The database systems include MySQL, MongoDB, and many others.
This is the center of how TikTok earns the household name of a hyper-personalized, addictive algorithm.
After vast datasets pour in, next is content analysis, user profiling, and context analysis. The neural-network deep learning frameworks such as TensorFlow are used to perform computer vision and native language processing (NLP). Computer vision will decipher images with photos and videos. NLP includes classification, labeling, and evaluations.
The classic machine learning algorithms are used, including logistic regression (LRconvolutional neural networkCNN), recurrent neural network (RNN), and gradient boosting decision trees (GBDT). The common recommendation approaches are applied, such as content-based filtering (CBF), collaborative filtering (CF), and more advanced matrix factorization (MF).
The secret weapons that TikTok uses to read your mind are:
1. Algorithm experimental platform: The engineers experiment with the mixing of multiple machine learning algorithms such as LR and DNN, and then run the testing (A/B test) and do the adjustment.
2. Extensive classification and labeling: The models are based on the users’ engagement such as watch time, swipes, and the commonly used likes or shares (what you do as a reflection of your subconscious says more about you than what you say). The number of user features, vectors, and categories is more than most of the recommendation systems in the world — and they keep adding more.
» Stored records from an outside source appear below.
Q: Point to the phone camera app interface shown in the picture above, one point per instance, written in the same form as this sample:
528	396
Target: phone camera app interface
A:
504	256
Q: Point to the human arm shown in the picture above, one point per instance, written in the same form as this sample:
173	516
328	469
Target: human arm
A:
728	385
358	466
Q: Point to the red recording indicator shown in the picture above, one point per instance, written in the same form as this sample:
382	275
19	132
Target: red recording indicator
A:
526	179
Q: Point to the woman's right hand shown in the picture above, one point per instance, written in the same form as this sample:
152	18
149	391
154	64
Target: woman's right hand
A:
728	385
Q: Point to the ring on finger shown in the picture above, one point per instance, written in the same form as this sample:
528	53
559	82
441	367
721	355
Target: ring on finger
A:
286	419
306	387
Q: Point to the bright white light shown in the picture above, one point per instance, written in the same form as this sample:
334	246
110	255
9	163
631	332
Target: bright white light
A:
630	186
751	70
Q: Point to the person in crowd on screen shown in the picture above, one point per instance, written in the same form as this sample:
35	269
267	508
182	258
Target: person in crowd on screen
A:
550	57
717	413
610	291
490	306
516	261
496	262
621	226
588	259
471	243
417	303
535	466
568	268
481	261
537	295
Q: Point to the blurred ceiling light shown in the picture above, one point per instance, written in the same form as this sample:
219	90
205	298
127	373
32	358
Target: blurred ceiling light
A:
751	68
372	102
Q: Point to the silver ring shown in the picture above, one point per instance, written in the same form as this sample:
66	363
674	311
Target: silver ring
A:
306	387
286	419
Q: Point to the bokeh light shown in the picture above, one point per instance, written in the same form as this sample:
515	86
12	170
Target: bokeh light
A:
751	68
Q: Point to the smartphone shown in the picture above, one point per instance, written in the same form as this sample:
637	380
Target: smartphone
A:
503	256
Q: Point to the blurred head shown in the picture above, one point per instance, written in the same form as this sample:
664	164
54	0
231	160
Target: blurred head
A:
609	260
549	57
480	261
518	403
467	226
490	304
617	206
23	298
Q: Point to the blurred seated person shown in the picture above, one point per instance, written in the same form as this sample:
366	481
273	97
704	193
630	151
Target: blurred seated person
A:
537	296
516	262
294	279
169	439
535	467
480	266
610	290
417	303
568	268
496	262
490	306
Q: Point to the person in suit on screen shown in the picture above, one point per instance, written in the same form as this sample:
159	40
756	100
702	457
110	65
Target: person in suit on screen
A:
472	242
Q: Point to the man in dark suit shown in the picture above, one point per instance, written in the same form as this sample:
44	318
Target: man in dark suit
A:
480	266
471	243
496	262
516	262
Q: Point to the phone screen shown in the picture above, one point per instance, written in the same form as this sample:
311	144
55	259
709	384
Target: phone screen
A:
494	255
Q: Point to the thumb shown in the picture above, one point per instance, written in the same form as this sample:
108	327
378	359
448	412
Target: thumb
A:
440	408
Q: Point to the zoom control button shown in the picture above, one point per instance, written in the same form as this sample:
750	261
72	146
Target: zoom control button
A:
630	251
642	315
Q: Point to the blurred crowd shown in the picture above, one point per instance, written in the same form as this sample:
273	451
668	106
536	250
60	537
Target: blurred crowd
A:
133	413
3. User feedback engine: It updates the models after retrieving feedback from the users in multiple iterations. The experience management platform is built on this engine and ultimately improves the perditions and recommendations.
To solve the cold-start problem in recommendations, the recall strategy is used. It is to select thousands of candidates from tens of millions of videos that have been proven to be popular and high quality.
Meanwhile, some of the AI work has been moved to the client-side for a super-fast response. That includes real-time training, modeling, and reasoning done on the devices. The machine learning frameworks such as TensorFlow Lite or ByteNN are used on the client-side.
TikTok has embraced cloud-native infrastructure. The recommendation components such as user profiling, predictions, cold-start, recall, and user feedback engine are serving as APIs. The services are hosted in clouds such as Amazon AWS and Microsoft Azure. As the outcome of the system, the video curation will be pushed to the users through the cloud.
TikTok employs Kubernetes-based containerization technology. Kubernetes is known as a container orchestrator. It is the toolset to automate the application’s life cycle. Kubeflow is dedicated to making deployments of machine learning workflows on Kubernetes.
As part of the cloud-native stack, Service mesh is another tool to handle service-to-service communication. It controls how different parts of an application share data with one another. It inserts features or services at platform layers, rather than application layers.
Due to the requirement of high concurrency, the services are built with Go language and gRPC. In TikTok, Go has become the dominant language in service development because of its good build-in network and concurrency support. gRPC is a Remote Procedure Control framework to build and connect services efficacy.
The success of Tiktok is that it would go the extra mile to provide the best user experience. They build in-house tools to maximize performance at a low-level (system level). For example, ByteMesh is an improved version of Service Mesh, KiteX is a high-performance Golang gRPC framework, and Sonic is an enhanced Golang JSON library. Other in-house tools or systems include parameter servers, ByteNN, and abase — to name a few.
As a TikTok machine learning principal Xiang Liang put it, sometimes the infrastructure beneath is more important than the (machine learning) algorithms above.